Au reste, cette faveur parut si extraordinaire et si manifeste, qu'on en fit paraître la représentation à la cérémonie solennelle de la béatification du serviteur de Dieu, le 15 septembre 1816.
On avait placé, dit l'auteur de sa vie, sur l'entrée principale du majestueux portique de Saint-Pierre, un très-beau tableau du miracle de Foggia, représentant le moment où des rayons de lumière vinrent d'une Image de la sainte Vierge se réfléchir sur le front du saint prédicateur en extase. 
Nous raconterons encore un fait semblable, arrivé à peu près à la même époque, et à l'occasion du même patronage de Marie.
Saint Alphonse de Liguori se trouvait, en 1756, à la mission d'Amalphi, dans la principauté citérieure.
Là des divisions intestines partageaient les citoyens et des haines mutuelles en faisaient une image de l'enfer : d'ailleurs, la corruption des mœurs était à son comble et les scandales publics étaient comme comptés pour rien.
On ne saurait dire le changement qu'opéra la mission, et les fruits de salut que cueillirent les envoyés du père de famille dans un champ qui naguère ne produisait que des ronces et des épines.
Mais aussi, le Seigneur et sa sainte Mère appuyaient-ils le ministère d'Alphonse surtout, par des faveurs et des prodiges capables de faire sur des cœurs endurcis les plus heureuses impressions.
En voici un exemple : nous citons les paroles de l'auteur qui vient de rapporter divers traits merveilleux.
« Vers la fin de la même mission, tandis que la ville d'Amalphi retraçait une vive image de la pénitence de Ninive, un miracle plus éclatant encore vint attester aux yeux de tous que Dieu était avec son serviteur et protégeait son œuvre.
Alphonse prêchait sur le patronage de la sainte Vierge ; à mesure qu'il exhortait ses auditeurs à une tendre dévotion envers la Mère de Dieu, il s'écria dans un mouvement de zèle et de confiance :
« Que ne puis-je, mes frères, animer vos prières à Marie de toute la confiance que vous lui devez : ah ! je veux du moins la prier pour vous. »

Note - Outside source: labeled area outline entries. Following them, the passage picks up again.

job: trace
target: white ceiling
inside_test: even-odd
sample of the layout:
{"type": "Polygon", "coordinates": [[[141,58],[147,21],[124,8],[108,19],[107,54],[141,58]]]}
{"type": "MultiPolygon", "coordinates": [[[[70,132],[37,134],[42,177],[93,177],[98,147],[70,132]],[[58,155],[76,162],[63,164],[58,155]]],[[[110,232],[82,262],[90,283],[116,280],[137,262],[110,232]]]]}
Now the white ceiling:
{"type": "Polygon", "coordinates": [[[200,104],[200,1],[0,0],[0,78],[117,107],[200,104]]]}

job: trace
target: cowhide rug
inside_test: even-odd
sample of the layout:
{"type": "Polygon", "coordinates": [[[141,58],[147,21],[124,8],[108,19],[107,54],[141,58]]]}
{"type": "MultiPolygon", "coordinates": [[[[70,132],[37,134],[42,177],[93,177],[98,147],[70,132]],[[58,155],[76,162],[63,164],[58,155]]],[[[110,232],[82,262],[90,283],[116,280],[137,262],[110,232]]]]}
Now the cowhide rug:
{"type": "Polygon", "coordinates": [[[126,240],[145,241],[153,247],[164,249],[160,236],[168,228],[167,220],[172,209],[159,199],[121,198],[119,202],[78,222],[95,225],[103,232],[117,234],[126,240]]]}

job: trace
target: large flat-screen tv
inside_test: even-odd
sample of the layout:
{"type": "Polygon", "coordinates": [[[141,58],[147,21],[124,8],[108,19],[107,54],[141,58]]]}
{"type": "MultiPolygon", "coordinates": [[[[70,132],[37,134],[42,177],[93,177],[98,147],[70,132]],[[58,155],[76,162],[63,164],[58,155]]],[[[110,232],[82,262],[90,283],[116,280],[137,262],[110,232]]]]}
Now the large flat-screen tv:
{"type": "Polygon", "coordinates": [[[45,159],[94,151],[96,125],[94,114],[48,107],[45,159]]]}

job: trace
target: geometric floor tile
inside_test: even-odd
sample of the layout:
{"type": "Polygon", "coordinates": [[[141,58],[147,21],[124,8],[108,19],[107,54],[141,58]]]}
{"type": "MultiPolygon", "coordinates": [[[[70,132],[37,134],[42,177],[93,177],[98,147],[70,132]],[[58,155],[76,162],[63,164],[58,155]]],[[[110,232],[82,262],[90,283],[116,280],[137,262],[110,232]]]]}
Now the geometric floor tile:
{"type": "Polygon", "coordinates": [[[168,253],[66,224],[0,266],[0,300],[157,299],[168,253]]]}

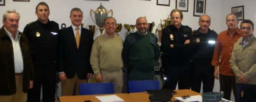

A ces mots, ses yeux se fixent au ciel, et le peuple étonné le voit exhaussé d'environ deux pieds au-dessus de la chaire : son visage était tout en feu ; il était tourné vers une statue de la sainte Vierge, qui était à peu de distance.
Aussitôt la figure de la Vierge paraît s'animer ; elle est resplendissante du plus vif éclat et jette un reflet direct sur le front de l'extatique Alphonse.
Tous les assistants purent considérer ce spectacle.
Le saint prédicateur ne proférait aucune parole, mais on entendait de tous côtés ces cris redoublés :
« Miséricorde ! Miracle !» des larmes d'attendrissement et d'admiration coulaient de tous les yeux.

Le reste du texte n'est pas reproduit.